First I would pickup the process with the smem
. For example, you could use smem -tas uss
to have an overview.
-t
... shows totals
-a
... auto adjusts the column width
-s uss
... sorts the result based on the uss column
To see details per process the best way is to use pmap
. To get detailed information you should use -X
switch. To get all information that kernel provides you can use -XX
which usually is an overkill.
To get a 2 seconds refresh monitoring for a pid 3120:
watch -n 2 pmap -X 3120
Edit: To actually get a peak The above helps in monitoring, but it does not show an actual peak. Slipped my mind.
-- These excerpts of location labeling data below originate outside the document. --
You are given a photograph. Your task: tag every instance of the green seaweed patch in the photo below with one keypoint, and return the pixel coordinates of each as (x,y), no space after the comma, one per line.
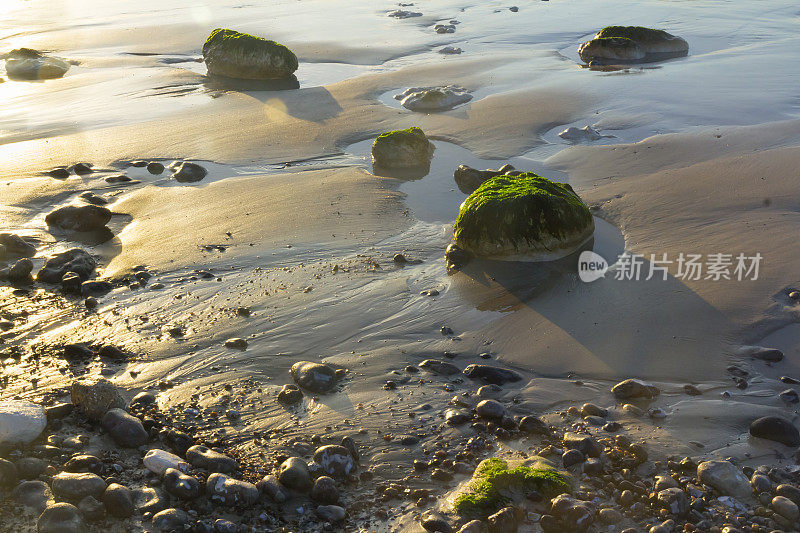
(638,34)
(520,209)
(495,484)
(412,135)
(232,39)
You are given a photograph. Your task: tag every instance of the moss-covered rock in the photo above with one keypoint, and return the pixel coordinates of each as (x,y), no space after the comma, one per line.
(497,483)
(240,55)
(402,149)
(523,217)
(29,64)
(632,43)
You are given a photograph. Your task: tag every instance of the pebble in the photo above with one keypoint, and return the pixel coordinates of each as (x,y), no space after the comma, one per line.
(61,518)
(777,429)
(492,374)
(34,494)
(126,430)
(231,491)
(179,484)
(203,457)
(95,396)
(72,486)
(20,422)
(331,513)
(335,460)
(294,474)
(171,520)
(315,377)
(158,461)
(325,491)
(118,500)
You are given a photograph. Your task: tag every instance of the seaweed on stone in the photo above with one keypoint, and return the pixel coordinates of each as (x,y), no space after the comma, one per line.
(521,210)
(495,484)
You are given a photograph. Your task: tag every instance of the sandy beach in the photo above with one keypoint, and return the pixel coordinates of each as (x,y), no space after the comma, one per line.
(293,247)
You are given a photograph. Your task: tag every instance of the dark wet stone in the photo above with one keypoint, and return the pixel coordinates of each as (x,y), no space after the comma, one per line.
(74,260)
(150,500)
(79,218)
(634,388)
(290,395)
(59,173)
(771,355)
(350,444)
(179,484)
(20,271)
(777,429)
(533,426)
(571,458)
(456,257)
(231,491)
(584,443)
(34,494)
(491,409)
(203,457)
(84,463)
(335,460)
(61,518)
(294,474)
(272,489)
(434,522)
(76,352)
(674,500)
(71,486)
(325,491)
(189,172)
(171,521)
(437,366)
(118,500)
(456,417)
(315,377)
(181,442)
(492,374)
(30,467)
(95,288)
(126,430)
(82,168)
(154,167)
(92,509)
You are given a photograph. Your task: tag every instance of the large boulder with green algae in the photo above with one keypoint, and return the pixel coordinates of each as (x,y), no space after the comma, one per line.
(497,483)
(524,218)
(240,55)
(402,149)
(632,43)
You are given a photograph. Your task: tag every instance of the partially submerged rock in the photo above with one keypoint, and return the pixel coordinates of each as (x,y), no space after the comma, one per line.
(75,260)
(29,64)
(427,99)
(632,43)
(525,217)
(496,483)
(79,218)
(233,54)
(402,149)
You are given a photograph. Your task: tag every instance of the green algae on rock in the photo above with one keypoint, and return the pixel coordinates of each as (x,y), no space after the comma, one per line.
(497,483)
(632,43)
(233,54)
(402,149)
(28,64)
(524,218)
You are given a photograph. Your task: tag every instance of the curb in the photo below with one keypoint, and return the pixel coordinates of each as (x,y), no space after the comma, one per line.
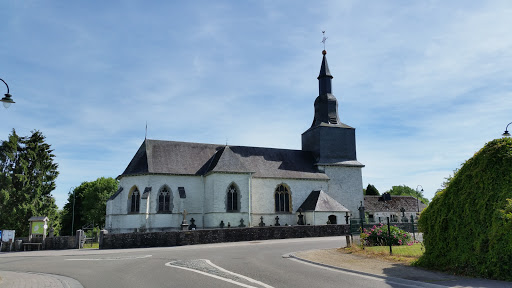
(26,280)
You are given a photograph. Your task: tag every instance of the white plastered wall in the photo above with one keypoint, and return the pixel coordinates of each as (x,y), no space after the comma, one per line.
(345,186)
(120,220)
(262,196)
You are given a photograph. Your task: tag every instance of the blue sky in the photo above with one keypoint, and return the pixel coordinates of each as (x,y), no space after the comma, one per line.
(425,83)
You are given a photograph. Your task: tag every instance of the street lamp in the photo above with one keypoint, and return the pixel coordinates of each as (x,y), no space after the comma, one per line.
(418,197)
(506,131)
(7,100)
(73,217)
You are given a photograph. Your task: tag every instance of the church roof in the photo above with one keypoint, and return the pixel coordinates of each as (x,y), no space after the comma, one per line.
(319,201)
(377,204)
(185,158)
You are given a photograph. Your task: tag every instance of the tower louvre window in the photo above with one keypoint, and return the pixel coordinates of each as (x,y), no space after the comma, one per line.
(232,199)
(135,201)
(282,199)
(164,199)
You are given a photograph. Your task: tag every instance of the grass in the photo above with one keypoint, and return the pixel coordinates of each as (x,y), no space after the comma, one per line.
(404,254)
(415,250)
(92,245)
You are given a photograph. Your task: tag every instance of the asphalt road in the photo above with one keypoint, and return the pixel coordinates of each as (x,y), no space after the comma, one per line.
(242,264)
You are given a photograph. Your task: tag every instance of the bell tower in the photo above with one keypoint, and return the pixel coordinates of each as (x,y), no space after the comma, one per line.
(332,142)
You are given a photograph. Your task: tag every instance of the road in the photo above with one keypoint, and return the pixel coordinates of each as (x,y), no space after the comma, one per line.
(241,264)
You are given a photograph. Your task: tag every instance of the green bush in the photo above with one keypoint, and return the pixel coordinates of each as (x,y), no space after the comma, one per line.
(466,228)
(379,236)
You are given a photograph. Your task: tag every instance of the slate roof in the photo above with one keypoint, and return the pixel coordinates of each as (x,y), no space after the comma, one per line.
(319,201)
(409,203)
(38,218)
(185,158)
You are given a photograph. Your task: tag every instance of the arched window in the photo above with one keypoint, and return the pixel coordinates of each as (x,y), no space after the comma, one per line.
(135,200)
(164,199)
(232,199)
(282,198)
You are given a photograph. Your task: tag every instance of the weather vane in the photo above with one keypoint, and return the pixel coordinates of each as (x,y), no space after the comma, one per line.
(324,38)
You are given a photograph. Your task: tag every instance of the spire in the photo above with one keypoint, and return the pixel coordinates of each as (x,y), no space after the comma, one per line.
(326,105)
(324,78)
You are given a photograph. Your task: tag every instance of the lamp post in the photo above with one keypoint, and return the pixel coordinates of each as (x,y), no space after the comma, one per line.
(506,131)
(418,197)
(73,217)
(7,100)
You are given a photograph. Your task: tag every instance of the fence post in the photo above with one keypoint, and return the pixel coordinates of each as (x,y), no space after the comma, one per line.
(413,233)
(102,238)
(389,238)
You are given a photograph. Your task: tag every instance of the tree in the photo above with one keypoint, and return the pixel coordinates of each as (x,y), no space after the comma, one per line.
(27,178)
(90,200)
(403,190)
(95,199)
(371,190)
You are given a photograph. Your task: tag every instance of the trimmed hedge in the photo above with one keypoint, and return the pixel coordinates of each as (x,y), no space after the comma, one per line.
(467,226)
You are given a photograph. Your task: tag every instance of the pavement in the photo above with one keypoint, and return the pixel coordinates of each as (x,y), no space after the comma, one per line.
(328,258)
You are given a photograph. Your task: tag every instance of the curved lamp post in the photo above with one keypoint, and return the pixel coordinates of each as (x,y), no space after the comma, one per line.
(7,100)
(506,131)
(418,197)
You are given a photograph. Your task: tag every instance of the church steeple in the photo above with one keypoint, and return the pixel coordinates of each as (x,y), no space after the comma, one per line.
(326,105)
(330,141)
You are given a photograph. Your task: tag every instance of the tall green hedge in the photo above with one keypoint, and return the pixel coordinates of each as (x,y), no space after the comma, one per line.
(466,226)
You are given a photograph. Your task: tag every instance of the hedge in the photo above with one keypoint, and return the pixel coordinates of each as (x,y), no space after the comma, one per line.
(467,226)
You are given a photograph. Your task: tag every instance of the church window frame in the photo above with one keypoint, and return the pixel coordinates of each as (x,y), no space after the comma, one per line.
(164,200)
(233,198)
(134,200)
(282,199)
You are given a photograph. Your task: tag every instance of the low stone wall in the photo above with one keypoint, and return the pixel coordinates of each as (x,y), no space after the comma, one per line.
(58,243)
(206,236)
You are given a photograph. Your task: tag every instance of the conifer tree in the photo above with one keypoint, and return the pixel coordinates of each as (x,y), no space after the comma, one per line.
(27,179)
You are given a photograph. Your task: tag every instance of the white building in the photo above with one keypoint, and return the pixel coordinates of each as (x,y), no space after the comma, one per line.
(397,208)
(239,185)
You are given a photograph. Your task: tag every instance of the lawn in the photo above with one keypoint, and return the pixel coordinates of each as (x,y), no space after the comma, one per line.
(405,254)
(415,250)
(95,245)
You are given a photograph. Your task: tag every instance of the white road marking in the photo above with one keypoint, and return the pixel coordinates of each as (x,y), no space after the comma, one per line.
(111,258)
(170,264)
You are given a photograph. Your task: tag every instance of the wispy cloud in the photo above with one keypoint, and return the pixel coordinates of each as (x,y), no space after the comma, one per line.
(425,84)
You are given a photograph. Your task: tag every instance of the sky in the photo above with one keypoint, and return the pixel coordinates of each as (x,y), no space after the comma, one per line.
(425,83)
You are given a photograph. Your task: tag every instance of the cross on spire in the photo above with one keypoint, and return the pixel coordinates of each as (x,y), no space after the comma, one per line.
(324,38)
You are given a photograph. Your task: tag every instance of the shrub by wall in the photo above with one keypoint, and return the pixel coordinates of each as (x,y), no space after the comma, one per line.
(466,228)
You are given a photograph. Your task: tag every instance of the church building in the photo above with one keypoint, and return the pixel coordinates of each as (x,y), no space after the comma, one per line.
(239,186)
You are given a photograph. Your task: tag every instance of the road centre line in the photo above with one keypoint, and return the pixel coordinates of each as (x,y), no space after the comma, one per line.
(170,264)
(111,258)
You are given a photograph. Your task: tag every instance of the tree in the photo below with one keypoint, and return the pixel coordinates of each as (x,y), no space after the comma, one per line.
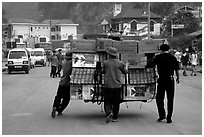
(191,23)
(162,8)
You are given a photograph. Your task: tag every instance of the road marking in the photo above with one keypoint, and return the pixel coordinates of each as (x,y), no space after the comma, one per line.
(21,114)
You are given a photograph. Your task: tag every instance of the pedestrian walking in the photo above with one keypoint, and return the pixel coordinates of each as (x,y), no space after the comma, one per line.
(166,64)
(194,61)
(60,61)
(62,98)
(184,61)
(54,63)
(49,55)
(113,68)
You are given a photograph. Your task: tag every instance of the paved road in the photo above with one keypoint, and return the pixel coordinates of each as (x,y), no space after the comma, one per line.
(27,101)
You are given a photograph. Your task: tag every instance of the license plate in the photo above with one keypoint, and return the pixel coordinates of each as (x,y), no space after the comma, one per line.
(18,66)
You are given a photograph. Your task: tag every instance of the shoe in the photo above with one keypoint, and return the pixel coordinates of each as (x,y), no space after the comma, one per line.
(160,119)
(53,114)
(60,114)
(109,118)
(115,120)
(169,121)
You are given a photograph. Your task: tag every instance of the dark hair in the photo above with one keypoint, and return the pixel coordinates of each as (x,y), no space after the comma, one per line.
(164,47)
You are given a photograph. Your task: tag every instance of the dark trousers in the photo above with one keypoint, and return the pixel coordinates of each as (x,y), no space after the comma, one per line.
(53,71)
(112,99)
(62,98)
(59,70)
(165,84)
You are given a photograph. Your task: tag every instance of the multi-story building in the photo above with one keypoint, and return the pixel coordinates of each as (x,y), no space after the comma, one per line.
(27,30)
(132,21)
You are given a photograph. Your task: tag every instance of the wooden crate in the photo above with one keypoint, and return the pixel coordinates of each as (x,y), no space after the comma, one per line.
(102,44)
(149,46)
(83,45)
(134,59)
(126,46)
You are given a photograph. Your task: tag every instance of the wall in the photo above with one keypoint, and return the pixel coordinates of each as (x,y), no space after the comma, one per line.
(21,29)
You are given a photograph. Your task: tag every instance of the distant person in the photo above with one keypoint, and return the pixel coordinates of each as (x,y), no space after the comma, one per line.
(166,64)
(54,63)
(184,61)
(62,98)
(113,68)
(60,61)
(49,55)
(194,61)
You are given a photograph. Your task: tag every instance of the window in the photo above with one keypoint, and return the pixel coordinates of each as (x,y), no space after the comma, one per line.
(42,39)
(53,37)
(151,25)
(133,26)
(17,54)
(52,29)
(17,40)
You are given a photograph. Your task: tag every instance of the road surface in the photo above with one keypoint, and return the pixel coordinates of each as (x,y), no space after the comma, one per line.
(27,101)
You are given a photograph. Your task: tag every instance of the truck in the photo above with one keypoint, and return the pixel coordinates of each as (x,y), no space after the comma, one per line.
(87,81)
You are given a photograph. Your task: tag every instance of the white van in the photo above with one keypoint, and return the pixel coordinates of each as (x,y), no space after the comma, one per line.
(32,61)
(39,56)
(18,60)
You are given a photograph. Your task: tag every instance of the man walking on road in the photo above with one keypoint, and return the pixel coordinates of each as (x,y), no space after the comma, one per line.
(113,68)
(166,64)
(62,98)
(60,61)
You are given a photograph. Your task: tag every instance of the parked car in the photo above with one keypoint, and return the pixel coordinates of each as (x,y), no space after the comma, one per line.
(39,56)
(18,60)
(32,60)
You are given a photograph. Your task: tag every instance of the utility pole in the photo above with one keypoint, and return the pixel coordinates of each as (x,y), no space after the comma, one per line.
(172,28)
(148,20)
(50,29)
I would personally use valgrind
with the massif
tool.
valgrind --tool=massif --page-as-heap=yes --massif-out-file=evolution_massif.out evolution; grep mem_heap_B evolution_massif.out | sed -e 's/mem_heap_B=\(.*\)/\1/' | sort -g | tail -n 1
Explanation:
--page-as-heap=yes
... tells massif that it should take all memory instead of just heap
--massif-out-file
... the output file for the massif tool
evolution ... the application that should be monitored
The next part is there to find out the maximum number recorded.
The grep
searches for mem_heap_B occurrences. sed
gets rid of the string mem_heap_B
so we get only numeric result. The we sort it via sort -g
which is generic numeric sort and take the biggest number with tail -n 1
which returns the first line of the sorted numbers.